Nippon Budokan, in Tokyo, is a revered center for budo, or Japanese martial arts. Steps away from some of the busiest avenues of the hyperkinetic city, a pedestrian road leads past the stone fortress walls and tree-lined moats of the Imperial Palace into the forests of Kitanomaru Park, a natural refuge first landscaped for the shoguns in the 17th century and only opened to the public in 1969. There, the Budokan, built for the 1964 Tokyo Olympics, hovers over the foliage like a postmodern pagoda: It was modeled on one of Japan’s most ancient and beloved Buddhist temples, the Hall of Dreams, and its octagonal roof, whose shape is intended to echo Mount Fuji, is topped with a golden onion-shaped giboshi, a traditional ornament believed to ward off evil spirits. But on a pre-Covid visit, the serenity dissolves the moment you enter the portals during a karate tournament. The corridors are teeming with sweaty karateka, or practitioners, in white uniforms and colored belts, while the cavernous arena resounds with the roar of some 10,000 spectators, cheering on six competitors as they spar simultaneously in three courts below enormous video screens, their dancelike steps mixed with the familiar kicking, punching and chopping.
It’s in this stadium that karate is set to debut this summer as an Olympic sport. In early August, 80 finalists, half men and half women, will face off in two competitions in kata, ritualized solo exercises, and six competitions in kumite, the sparring that is more familiar to foreign audiences. Although karate is not on the schedule for the Paris Games in 2024, the moment is still a significant breakthrough for the sport’s estimated 100 million international practitioners. And there is certainly a pleasing symmetry to having karate debut at the Tokyo Games, in the same arena where the first World Karate Championship was held in 1970.

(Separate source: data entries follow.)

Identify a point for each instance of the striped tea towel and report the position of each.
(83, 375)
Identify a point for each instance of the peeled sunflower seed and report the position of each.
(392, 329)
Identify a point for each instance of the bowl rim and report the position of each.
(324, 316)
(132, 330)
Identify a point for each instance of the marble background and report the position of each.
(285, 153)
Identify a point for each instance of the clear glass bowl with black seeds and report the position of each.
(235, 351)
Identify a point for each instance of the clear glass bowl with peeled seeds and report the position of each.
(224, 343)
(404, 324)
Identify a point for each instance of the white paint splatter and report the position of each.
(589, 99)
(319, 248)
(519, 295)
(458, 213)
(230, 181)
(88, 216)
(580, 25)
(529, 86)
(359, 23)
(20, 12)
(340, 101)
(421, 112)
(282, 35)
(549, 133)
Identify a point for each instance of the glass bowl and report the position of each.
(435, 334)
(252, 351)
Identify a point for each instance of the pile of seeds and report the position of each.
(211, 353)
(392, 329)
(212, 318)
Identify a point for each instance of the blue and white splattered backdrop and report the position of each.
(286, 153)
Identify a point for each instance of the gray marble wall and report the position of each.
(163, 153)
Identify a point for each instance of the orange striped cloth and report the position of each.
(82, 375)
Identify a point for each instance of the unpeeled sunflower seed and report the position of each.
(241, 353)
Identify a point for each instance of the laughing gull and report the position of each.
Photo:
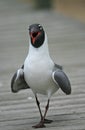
(39, 72)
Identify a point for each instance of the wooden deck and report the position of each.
(67, 47)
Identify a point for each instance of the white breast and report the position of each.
(38, 69)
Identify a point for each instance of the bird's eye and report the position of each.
(40, 27)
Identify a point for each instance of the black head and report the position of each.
(37, 35)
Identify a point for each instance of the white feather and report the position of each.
(38, 69)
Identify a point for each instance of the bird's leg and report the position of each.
(41, 123)
(38, 104)
(46, 109)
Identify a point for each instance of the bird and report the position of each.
(39, 72)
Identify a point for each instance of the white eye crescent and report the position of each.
(40, 27)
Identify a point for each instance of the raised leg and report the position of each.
(43, 120)
(40, 124)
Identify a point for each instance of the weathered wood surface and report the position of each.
(67, 47)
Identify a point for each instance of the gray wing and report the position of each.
(18, 82)
(62, 80)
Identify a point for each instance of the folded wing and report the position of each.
(62, 80)
(18, 82)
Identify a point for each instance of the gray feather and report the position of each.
(61, 78)
(18, 82)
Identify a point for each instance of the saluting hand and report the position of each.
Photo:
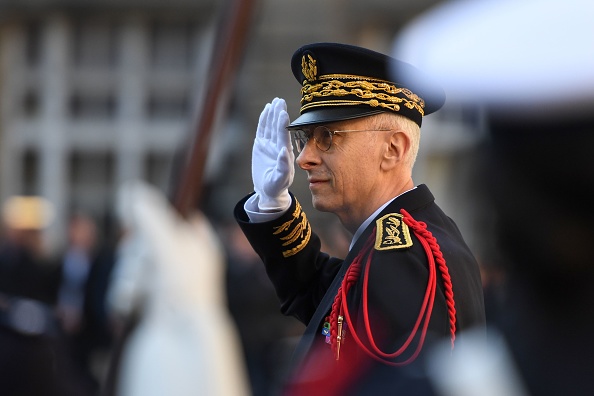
(273, 160)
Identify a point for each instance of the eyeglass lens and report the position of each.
(322, 136)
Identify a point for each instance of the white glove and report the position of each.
(273, 160)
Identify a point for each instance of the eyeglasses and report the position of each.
(322, 136)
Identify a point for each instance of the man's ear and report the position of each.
(398, 144)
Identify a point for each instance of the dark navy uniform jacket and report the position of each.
(307, 280)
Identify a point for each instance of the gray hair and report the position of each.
(388, 120)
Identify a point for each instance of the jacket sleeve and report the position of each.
(290, 251)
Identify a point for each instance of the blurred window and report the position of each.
(171, 45)
(94, 44)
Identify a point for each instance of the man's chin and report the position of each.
(320, 204)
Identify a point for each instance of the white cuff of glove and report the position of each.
(259, 213)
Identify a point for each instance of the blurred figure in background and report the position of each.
(33, 356)
(531, 65)
(268, 338)
(85, 268)
(170, 274)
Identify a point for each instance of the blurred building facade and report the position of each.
(100, 91)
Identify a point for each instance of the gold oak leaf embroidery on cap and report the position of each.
(308, 67)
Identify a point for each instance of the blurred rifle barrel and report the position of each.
(228, 49)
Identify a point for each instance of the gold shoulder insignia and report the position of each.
(295, 233)
(392, 233)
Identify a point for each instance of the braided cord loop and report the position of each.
(340, 307)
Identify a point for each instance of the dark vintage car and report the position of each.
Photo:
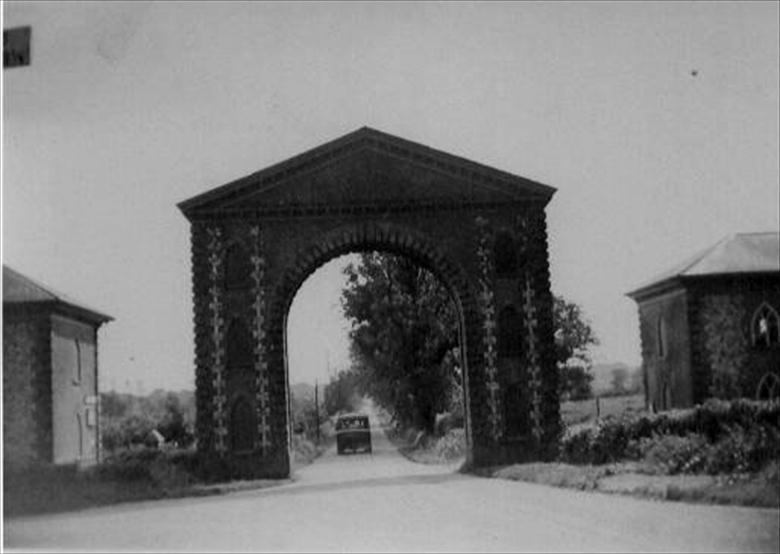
(353, 432)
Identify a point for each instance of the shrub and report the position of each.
(451, 446)
(742, 434)
(743, 450)
(673, 454)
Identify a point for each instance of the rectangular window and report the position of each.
(77, 364)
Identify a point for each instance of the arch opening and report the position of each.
(354, 383)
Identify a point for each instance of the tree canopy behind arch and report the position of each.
(405, 334)
(404, 330)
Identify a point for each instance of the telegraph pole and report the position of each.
(317, 407)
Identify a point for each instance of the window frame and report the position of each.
(772, 317)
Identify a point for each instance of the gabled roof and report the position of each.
(734, 254)
(19, 289)
(266, 184)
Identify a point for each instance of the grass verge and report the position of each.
(758, 489)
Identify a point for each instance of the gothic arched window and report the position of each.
(661, 336)
(238, 269)
(242, 425)
(239, 351)
(765, 326)
(510, 333)
(505, 254)
(515, 411)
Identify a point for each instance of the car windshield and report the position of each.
(352, 423)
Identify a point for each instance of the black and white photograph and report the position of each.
(377, 276)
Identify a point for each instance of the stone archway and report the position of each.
(255, 240)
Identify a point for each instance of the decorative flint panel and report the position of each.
(487, 305)
(529, 313)
(262, 397)
(217, 325)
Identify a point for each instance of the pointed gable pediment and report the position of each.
(363, 169)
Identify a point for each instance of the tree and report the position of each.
(573, 338)
(404, 324)
(341, 393)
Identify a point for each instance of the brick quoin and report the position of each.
(371, 191)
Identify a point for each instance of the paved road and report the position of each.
(382, 502)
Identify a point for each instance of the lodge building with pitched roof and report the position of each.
(50, 376)
(710, 327)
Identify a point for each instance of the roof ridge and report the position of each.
(37, 284)
(739, 234)
(699, 256)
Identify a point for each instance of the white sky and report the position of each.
(128, 109)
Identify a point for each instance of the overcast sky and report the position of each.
(656, 122)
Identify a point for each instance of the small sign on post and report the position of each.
(16, 47)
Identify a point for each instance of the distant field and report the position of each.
(583, 410)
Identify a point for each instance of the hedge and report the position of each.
(746, 425)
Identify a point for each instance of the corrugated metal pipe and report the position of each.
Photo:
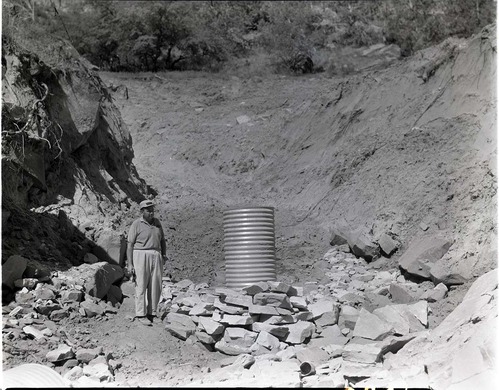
(249, 246)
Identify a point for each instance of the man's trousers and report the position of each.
(148, 265)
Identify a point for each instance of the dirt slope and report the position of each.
(386, 150)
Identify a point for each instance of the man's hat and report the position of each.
(146, 203)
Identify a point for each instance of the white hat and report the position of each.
(146, 203)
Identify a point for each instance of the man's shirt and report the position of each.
(146, 236)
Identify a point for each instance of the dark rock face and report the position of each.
(67, 161)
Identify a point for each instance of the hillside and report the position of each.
(386, 151)
(405, 150)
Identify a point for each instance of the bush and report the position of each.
(139, 36)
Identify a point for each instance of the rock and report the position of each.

But it’s also an opportunity to consider the surprising historical nuances of the martial art. Though people outside Japan tend to regard karate as quintessentially Japanese as sushi or cherry blossoms—a seemingly timeless practice whose traditions are shrouded in Zen mysticism—many of karate’s most recognizable elements, including the uniforms and the hierarchy of expertise designated by colored belts, are not ancient but arose in the 1920s. Japan officially recognized karate as a martial art only 86 years ago. And its origins are not in mainland Japan at all: It was born in the archipelago of Okinawa, a long-independent kingdom whose culture was heavily influenced by China and which maintains its own identity today.
In fact, it was karate’s lack of nationwide popularity in Japan that allowed it to flourish after the Second World War, evading the demilitarization program imposed by the Allied occupying forces that suppressed other ancient combat arts.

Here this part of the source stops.